Trump’s Support is Down
Signs and portents?
The NYT reports: Half of G.O.P. Voters Ready to Leave Trump Behind, Poll Finds
As Donald J. Trump weighs whether to open an unusually early White House campaign, a New York Times/Siena College poll shows that his post-presidential quest to consolidate his support within the Republican Party has instead left him weakened, with nearly half the party’s primary voters seeking someone different for president in 2024 and a significant number vowing to abandon him if he wins the nomination.
I mean, kinda. He still has the most support, almost by a factor of two, although sure, less than 50% is not where he would want to be.
Beyond the table above, his position is pretty strong:
Should Mr. DeSantis and Mr. Trump face off in a primary, the poll suggested that support from Fox News could prove crucial: Mr. Trump held a 62 percent to 26 percent advantage over Mr. DeSantis among Fox News viewers, while the gap between the two Floridians was 16 points closer among Republicans who mainly receive their news from another source.
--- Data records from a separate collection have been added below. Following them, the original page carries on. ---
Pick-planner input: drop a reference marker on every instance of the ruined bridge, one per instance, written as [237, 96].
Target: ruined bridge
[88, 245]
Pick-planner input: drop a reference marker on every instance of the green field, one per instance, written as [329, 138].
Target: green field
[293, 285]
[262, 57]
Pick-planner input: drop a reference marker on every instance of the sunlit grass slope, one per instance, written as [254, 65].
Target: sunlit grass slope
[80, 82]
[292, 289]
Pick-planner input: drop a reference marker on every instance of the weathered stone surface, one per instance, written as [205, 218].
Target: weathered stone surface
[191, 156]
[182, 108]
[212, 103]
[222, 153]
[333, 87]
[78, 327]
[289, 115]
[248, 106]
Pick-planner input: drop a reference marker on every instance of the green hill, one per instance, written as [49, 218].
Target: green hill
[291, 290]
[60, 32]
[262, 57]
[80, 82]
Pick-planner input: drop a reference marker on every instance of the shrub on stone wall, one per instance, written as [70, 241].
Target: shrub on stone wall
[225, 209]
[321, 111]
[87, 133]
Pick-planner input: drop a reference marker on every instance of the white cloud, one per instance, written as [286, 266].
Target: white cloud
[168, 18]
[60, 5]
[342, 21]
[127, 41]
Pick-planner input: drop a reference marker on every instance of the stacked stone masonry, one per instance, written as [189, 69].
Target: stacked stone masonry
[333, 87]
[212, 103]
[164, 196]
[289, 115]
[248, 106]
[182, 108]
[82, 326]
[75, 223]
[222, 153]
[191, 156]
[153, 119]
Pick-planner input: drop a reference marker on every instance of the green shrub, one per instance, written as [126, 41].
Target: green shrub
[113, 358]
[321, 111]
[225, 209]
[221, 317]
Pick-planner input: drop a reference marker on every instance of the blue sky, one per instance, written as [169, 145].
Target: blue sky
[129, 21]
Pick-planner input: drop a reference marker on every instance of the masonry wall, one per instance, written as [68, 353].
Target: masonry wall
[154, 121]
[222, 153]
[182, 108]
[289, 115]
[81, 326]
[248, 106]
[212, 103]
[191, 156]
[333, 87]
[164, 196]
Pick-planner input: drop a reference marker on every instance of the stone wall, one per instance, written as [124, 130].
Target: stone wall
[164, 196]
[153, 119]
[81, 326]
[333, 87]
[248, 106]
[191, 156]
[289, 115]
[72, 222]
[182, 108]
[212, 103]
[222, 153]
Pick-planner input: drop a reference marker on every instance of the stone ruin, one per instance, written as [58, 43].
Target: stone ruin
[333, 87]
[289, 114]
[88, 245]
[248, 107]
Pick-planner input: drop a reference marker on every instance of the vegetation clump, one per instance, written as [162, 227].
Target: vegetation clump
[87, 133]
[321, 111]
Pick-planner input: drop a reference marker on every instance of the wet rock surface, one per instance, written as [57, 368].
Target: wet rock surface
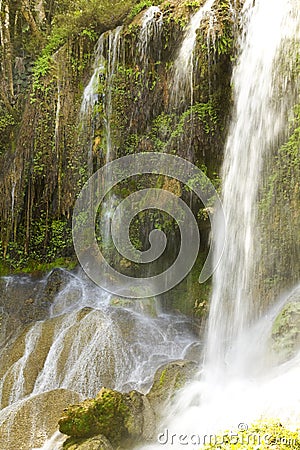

A number of interrelated thoughts occur about the numbers/story (in no particular order).
- As always: these polls are hypothetical contests outside the conduct of campaigns, and years before any vote can be cast–it makes them less than perfect predictors of the future.
- This story immediately made me think of James Joyner’s post about a similar poll about Biden from yesterday.
- The country is in a bad mood right now (see the above-linked post from James). It is therefore no surprise that a bunch of folks want change.
- It is worth remembering that Trump lost his re-election bid. This tends to be a poor position for American politicians, so in many ways, it should not be a surprise that some chunk of the GOP electorate would want someone else.
- Trump, like Biden, is no spring chicken. As such, again, it is no surprise that many might want a younger version.
- It is worth reminding everyone that Trump did not have majority support of GOP voters in the 2016 primaries (he won only a plurality of the votes) and so it should not be surprising that some GOP voters now would favor a different candidate (especially over two years out).
Given that list above (especially the Biden numbers and right track/wrong track numbers), I would caution against reading too much in these numbers (such as the notion that the hearings are penetrating GOP voter circles). I mean, maybe, but this is not enough in my view to draw conclusions (despite what the article does in its first few paragraphs).
Beyond the polling, the NYT piece is a bunch of anecdotes that appear to have been generated by the NYT Pitchbot.